I was with my family tonight and they spoke of cheating. classic. and perfect timing. I mean I've been reflecting on it a bunch but today more than ever.
I haven't said a word to them and for that i feel guilty. and obviously it was all negative. I felt like it was all targeted to me. it wasn't but i felt like the dart board.
on that night, I sat in the room with stale air. the chair was hard and uncomfortable. he said i was making him uncomfortable so I crawled to the bed and curled in a little ball hoping it would all go away. the bed was soft and he was cuddle-able. though I didn't plan for the actions yet I knew full well that it would happen. I wanted it, but i didn't. all at once I was torn in many directions but the attraction pulled me far more intensely. the fear of my future and the strong pull to make him rid of my worries. in a sense i was using him, but I was being used. his voice was accented to an eastern state, foreign and enticing. I wanted all of it and knew fully what I was getting myself into. But nothing was being drown out, everything got louder. it was all clear and the consequences where unfolding with every movement.

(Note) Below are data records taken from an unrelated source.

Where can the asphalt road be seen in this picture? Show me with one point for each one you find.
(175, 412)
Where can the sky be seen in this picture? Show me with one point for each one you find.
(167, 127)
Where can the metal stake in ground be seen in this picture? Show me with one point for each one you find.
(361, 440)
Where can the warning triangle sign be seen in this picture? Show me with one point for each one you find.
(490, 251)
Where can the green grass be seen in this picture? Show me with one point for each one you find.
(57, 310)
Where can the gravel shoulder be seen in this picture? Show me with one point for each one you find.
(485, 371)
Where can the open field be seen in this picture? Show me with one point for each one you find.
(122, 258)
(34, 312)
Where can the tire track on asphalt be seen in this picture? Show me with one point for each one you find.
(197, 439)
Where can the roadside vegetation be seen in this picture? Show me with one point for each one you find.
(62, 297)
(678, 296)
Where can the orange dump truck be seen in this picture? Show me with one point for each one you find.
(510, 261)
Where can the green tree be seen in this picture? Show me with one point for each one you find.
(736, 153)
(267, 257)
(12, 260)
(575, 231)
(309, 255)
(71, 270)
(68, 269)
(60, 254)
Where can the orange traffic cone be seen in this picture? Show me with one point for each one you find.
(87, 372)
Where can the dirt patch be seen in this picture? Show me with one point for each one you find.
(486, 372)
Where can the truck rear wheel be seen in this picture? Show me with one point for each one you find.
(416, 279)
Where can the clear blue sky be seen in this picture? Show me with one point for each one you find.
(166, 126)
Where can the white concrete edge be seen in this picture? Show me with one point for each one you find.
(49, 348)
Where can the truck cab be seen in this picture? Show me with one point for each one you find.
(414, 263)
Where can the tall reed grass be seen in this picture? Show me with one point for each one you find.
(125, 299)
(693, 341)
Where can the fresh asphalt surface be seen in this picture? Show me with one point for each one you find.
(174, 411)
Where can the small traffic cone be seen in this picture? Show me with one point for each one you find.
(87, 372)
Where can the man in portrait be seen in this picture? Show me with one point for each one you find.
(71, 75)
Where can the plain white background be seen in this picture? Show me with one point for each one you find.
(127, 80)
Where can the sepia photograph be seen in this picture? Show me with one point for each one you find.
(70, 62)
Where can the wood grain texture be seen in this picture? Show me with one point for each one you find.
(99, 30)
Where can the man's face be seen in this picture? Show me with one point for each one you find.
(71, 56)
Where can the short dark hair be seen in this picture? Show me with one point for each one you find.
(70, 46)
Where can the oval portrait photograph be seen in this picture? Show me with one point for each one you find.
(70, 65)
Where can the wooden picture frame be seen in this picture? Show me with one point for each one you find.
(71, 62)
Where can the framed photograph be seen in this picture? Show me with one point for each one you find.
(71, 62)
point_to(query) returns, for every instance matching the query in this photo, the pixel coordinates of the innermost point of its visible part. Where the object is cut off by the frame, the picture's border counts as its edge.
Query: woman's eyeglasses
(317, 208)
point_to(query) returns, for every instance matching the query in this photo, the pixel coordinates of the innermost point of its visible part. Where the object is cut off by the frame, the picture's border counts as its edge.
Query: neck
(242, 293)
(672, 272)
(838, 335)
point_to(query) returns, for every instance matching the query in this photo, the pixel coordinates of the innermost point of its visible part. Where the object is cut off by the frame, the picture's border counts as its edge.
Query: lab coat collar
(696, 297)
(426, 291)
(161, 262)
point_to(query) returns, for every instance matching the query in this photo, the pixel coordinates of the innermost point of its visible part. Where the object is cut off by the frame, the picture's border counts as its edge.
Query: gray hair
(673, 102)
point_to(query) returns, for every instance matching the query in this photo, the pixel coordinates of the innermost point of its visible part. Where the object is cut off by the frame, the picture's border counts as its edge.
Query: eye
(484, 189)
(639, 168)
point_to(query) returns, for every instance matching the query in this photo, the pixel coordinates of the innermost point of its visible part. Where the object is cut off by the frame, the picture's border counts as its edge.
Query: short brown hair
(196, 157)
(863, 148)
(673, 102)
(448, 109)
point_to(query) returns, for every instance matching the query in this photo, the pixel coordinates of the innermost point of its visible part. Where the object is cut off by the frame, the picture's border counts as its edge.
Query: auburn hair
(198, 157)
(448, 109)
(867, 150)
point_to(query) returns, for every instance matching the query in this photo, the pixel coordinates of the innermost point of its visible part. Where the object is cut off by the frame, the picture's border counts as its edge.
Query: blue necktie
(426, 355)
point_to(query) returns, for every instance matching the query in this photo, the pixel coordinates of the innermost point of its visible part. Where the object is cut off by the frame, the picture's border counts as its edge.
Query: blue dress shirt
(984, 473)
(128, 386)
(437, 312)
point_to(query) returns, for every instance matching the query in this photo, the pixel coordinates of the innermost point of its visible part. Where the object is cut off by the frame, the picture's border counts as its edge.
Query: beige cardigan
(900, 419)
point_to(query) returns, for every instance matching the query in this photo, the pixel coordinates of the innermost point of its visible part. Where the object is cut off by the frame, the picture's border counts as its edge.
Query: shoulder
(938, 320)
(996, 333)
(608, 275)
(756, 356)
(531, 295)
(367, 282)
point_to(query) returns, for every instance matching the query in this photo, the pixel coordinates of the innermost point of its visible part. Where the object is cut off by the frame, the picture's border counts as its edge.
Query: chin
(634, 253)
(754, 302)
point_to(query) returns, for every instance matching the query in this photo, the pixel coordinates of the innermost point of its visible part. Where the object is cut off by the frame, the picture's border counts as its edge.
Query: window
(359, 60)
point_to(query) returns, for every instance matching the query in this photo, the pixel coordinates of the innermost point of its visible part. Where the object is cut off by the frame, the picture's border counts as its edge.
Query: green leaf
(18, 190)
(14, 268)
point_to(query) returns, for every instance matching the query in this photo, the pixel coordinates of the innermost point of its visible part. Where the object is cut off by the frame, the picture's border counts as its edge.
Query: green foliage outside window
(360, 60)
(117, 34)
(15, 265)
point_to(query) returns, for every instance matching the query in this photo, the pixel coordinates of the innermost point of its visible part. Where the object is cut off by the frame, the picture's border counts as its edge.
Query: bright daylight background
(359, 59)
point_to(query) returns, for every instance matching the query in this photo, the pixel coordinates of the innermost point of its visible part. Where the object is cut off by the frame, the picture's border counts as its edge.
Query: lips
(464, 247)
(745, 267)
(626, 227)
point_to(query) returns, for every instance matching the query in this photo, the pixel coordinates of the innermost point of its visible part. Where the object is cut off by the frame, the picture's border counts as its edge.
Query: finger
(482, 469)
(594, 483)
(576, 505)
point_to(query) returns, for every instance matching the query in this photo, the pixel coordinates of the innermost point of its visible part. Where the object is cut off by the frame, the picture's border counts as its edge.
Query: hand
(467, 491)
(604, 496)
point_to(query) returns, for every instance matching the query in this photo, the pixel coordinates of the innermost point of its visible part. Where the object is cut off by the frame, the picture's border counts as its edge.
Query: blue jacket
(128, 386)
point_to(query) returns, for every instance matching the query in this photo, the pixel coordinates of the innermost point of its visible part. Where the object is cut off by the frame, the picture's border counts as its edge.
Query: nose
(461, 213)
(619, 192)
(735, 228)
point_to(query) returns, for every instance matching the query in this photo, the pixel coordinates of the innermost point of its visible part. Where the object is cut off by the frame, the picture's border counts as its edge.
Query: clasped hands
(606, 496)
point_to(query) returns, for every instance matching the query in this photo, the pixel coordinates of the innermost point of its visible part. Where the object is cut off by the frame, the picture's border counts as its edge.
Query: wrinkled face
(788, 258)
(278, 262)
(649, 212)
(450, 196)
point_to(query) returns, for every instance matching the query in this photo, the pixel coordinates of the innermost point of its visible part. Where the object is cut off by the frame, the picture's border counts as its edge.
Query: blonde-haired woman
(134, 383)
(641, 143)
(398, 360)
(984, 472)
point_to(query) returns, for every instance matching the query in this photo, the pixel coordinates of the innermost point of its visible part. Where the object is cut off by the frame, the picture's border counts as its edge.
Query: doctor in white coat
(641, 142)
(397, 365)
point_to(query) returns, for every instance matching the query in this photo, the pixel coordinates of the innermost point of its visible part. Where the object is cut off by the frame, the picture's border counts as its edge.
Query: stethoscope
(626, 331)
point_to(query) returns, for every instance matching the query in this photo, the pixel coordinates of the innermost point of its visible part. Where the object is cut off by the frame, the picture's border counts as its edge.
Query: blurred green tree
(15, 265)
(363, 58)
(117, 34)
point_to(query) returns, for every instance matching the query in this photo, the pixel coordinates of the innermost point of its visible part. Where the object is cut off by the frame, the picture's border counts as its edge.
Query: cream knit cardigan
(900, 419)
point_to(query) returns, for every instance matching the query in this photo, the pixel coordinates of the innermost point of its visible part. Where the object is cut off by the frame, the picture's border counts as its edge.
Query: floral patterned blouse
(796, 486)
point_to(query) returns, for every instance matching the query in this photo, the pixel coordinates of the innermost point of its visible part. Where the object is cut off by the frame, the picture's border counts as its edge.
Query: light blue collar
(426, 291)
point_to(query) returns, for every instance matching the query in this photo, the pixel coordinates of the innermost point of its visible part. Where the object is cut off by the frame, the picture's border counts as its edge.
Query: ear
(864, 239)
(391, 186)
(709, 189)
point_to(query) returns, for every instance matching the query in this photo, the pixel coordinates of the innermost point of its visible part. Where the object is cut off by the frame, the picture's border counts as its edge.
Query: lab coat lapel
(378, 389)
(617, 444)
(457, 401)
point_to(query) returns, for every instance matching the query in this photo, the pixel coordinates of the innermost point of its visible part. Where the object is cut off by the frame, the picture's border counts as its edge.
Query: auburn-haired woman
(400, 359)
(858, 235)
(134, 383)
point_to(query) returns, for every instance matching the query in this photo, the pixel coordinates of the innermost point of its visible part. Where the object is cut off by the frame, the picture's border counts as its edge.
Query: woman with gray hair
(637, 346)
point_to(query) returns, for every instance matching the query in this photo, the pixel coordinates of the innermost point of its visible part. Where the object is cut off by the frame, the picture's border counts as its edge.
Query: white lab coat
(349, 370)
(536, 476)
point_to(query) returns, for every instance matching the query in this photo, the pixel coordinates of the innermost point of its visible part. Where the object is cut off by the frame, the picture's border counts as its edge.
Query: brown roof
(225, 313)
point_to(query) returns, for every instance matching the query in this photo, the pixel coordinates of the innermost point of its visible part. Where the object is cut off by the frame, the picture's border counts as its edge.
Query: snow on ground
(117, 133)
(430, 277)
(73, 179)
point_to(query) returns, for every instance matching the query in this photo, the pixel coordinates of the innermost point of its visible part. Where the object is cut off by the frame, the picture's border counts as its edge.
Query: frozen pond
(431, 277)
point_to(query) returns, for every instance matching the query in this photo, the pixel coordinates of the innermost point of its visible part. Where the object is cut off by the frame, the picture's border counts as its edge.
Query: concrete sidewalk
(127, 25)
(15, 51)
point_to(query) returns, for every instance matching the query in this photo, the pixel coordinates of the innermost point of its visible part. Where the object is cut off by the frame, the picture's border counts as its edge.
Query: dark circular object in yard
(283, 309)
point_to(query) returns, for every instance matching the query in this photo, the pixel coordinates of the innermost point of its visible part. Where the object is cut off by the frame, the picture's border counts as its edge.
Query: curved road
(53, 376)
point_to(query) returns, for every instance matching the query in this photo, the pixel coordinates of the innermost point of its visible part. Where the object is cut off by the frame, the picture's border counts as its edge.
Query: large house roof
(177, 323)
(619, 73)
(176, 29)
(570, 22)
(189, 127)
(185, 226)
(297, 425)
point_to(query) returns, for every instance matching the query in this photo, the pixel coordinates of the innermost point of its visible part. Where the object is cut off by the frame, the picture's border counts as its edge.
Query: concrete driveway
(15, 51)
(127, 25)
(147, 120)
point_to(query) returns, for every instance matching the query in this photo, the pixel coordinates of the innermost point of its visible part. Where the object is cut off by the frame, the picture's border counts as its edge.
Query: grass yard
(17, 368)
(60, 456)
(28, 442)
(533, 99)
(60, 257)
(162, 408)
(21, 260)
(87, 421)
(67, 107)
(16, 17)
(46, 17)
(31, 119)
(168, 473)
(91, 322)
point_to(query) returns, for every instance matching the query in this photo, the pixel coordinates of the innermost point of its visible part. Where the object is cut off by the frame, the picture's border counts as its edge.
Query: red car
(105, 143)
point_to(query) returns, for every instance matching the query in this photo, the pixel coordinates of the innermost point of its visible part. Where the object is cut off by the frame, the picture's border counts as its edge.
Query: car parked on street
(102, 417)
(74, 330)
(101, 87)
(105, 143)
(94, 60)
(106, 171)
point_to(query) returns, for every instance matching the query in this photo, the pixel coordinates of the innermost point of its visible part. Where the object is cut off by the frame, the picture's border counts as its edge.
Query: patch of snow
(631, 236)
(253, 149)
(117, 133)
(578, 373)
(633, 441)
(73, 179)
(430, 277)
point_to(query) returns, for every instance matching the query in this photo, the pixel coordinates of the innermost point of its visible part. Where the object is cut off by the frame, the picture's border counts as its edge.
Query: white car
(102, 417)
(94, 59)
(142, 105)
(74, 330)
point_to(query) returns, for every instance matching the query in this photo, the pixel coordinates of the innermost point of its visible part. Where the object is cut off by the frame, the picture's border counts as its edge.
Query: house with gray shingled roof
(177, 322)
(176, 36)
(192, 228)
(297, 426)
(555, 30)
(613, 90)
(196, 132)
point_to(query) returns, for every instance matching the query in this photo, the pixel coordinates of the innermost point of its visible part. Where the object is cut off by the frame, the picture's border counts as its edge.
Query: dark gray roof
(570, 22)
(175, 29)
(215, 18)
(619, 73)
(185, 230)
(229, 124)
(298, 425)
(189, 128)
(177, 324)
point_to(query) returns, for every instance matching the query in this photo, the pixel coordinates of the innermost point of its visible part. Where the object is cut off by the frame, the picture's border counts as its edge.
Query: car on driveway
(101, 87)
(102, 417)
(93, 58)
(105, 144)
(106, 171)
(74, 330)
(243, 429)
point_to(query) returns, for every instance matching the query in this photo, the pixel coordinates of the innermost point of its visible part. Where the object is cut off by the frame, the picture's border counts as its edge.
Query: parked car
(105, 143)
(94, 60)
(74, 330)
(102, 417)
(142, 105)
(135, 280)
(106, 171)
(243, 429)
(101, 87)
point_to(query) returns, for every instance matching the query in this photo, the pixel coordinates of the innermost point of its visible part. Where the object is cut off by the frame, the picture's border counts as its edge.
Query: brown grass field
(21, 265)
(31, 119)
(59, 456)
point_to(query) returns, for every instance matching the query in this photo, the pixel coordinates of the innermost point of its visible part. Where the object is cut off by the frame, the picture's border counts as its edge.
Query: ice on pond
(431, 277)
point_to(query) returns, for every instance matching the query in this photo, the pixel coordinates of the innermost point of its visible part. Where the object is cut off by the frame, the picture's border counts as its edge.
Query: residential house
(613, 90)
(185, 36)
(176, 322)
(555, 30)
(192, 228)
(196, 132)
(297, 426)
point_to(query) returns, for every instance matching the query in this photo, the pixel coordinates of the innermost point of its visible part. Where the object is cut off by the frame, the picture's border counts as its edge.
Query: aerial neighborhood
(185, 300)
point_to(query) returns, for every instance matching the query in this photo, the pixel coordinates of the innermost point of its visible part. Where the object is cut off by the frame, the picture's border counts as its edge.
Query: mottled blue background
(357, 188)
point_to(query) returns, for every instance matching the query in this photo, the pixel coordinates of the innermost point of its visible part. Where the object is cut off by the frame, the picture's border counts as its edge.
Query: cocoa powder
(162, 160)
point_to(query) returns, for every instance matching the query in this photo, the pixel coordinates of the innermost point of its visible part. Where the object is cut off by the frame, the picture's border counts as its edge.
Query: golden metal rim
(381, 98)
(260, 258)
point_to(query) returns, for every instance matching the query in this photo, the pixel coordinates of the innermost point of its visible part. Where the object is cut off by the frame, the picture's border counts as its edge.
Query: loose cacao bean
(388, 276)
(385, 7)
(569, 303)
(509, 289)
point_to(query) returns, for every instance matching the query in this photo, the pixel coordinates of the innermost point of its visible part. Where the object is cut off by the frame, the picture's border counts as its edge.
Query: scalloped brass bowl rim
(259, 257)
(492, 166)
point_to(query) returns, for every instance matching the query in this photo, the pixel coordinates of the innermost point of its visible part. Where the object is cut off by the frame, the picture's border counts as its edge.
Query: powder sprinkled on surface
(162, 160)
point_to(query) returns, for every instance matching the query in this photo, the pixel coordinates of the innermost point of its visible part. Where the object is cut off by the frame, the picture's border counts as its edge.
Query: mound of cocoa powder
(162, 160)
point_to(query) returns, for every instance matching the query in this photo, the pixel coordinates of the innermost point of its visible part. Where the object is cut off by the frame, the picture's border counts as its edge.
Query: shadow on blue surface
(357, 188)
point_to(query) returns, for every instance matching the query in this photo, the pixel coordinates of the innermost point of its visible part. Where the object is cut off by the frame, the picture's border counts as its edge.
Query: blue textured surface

What really helped was the conversations. the sex was short and not note-worthy. it was sex. It needed to happen because I knew that it would. even without the act I had cheated. I let it happen. but the following conversations was what relieved my pain and my dark and unknown future. I wanted the moment to never end. I got dressed the next moment and sat on the edge of the bed but all I wanted was to be wrapped in his beautifully scripted stories and get lost in his warm voice.